4) La question interne au concept de communisation
Une théorie de la révolution communiste comme communisation inclut comme une « dérive nécessaire » ou une « dimension nécessaire » ( l’emploi de l’une ou l’autre expression est une partie du débat sur l’auto-organisation rapporté dans Meeting 3) l’expression d’une « existence positive » (actuelle, tendancielle, contradictoire, comme limite…) de la communisation. Cette « dimension » dérive nécessairement de l’enjeu actuel de la lutte de classe : la remise en cause par le prolétariat de son existence comme classe dans sa propre action en tant que classe. Si, personnellement, je considère que la remise en cause est interne à la limite (l’action en tant que classe), cela ne m’empêche pas d’admettre que le cycle de luttes est une tension constante entre l’autonomisation de la dynamique (la remise en cause) et la reconnaissance de l’action en tant que classe comme toute entière dans les catégories du capital.

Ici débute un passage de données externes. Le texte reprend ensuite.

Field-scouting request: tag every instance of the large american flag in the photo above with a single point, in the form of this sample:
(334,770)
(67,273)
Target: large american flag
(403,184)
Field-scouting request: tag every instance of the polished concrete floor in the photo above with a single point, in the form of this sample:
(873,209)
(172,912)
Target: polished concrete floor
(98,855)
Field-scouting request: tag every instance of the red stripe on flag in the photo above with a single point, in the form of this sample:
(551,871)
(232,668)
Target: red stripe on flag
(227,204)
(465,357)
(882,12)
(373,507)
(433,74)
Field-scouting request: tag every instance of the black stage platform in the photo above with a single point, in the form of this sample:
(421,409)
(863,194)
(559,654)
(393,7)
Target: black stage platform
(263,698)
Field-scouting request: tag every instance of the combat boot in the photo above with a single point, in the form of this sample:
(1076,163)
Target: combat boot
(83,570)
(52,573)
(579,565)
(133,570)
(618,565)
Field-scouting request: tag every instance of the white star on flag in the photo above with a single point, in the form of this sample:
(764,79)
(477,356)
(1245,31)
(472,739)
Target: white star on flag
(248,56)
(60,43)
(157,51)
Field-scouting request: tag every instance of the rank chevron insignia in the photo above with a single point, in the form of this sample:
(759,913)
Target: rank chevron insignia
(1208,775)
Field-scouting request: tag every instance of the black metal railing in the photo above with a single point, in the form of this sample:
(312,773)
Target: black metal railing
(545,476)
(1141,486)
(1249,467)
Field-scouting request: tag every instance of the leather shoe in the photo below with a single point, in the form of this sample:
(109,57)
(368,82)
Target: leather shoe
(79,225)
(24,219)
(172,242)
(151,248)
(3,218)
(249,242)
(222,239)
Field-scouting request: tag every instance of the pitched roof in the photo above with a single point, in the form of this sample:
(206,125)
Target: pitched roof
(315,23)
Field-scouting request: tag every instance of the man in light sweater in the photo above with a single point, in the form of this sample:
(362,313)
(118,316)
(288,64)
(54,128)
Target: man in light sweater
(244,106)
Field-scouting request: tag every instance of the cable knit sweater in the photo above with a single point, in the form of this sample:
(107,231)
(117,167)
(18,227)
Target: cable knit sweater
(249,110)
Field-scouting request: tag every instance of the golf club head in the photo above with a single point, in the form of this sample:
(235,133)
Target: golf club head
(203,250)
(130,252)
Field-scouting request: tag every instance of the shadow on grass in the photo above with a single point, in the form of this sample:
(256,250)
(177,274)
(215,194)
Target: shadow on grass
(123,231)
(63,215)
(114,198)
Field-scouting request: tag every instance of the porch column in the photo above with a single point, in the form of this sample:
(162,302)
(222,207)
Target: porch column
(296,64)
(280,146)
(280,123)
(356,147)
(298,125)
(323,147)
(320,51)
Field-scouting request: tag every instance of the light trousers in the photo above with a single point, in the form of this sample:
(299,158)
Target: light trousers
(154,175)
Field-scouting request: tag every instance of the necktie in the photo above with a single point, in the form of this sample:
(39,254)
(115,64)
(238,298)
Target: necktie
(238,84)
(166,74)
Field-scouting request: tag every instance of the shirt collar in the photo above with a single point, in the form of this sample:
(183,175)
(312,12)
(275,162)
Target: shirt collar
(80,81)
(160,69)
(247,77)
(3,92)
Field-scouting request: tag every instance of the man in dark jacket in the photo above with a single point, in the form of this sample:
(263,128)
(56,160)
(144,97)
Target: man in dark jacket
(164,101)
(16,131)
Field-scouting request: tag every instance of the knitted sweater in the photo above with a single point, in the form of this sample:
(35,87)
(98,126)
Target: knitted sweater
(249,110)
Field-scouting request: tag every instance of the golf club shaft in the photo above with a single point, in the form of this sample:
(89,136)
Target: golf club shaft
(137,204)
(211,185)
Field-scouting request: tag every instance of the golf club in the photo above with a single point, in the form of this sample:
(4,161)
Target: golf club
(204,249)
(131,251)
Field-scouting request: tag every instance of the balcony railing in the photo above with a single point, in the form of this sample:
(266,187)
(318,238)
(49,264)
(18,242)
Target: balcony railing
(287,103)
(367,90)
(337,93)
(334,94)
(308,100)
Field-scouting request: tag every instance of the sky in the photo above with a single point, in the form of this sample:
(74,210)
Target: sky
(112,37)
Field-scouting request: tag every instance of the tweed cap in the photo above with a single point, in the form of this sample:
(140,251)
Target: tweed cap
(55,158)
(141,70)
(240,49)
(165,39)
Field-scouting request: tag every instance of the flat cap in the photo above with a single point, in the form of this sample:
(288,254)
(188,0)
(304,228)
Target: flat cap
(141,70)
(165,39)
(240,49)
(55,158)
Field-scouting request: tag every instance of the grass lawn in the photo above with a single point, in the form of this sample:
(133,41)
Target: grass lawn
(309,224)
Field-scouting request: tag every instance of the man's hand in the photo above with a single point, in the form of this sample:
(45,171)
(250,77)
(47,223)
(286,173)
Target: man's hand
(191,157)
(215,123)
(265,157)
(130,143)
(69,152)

L’autonomisation de la dynamique qui est une constante de ce cycle suppose que l’appartenance de classe est déjà dépassée ou devra l’être préalablement pour que la révolution soit. La lutte de classe dans sa manifestation immédiate comme classe du mode de production capitaliste ne pourrait sortir de son implication réciproque avec le capital que si des actions sont en elle déjà réellement ou tendanciellement au-delà. Je fais référence ici, entre autres choses, au débat entre Denis et moi ayant précédé la réunion de mars sur l’auto-organisation, ces textes publiés sur le site n’ont pas été repris dans la version papier de Meeting 3, mais le débat est incontournable dans la poursuite de Meeting. La « Critique de l’Appel » publiée dans le numéro 2 de Meeting et le concept d’ « aire de la communisation » dans le numéro 1, laissent entendre qu’une action de classe pourrait être un processus qui ne soit pas capitaliste ou d’une certaine façon au-delà, le courant communisateur ne serait pas seulement un « précipité » de la lutte de classe avec « l’écart » qu’elle comporte, mais aurait une possibilité d’existence pratique actuelle positive. La discussion sur la critique de cette « Critique de l’Appel » est incontournable dans la poursuite de Meeting, non pas tant pour produire une position commune, mais parce que nous devons intégrer que cette question est interne, définitoire, du concept de communisation.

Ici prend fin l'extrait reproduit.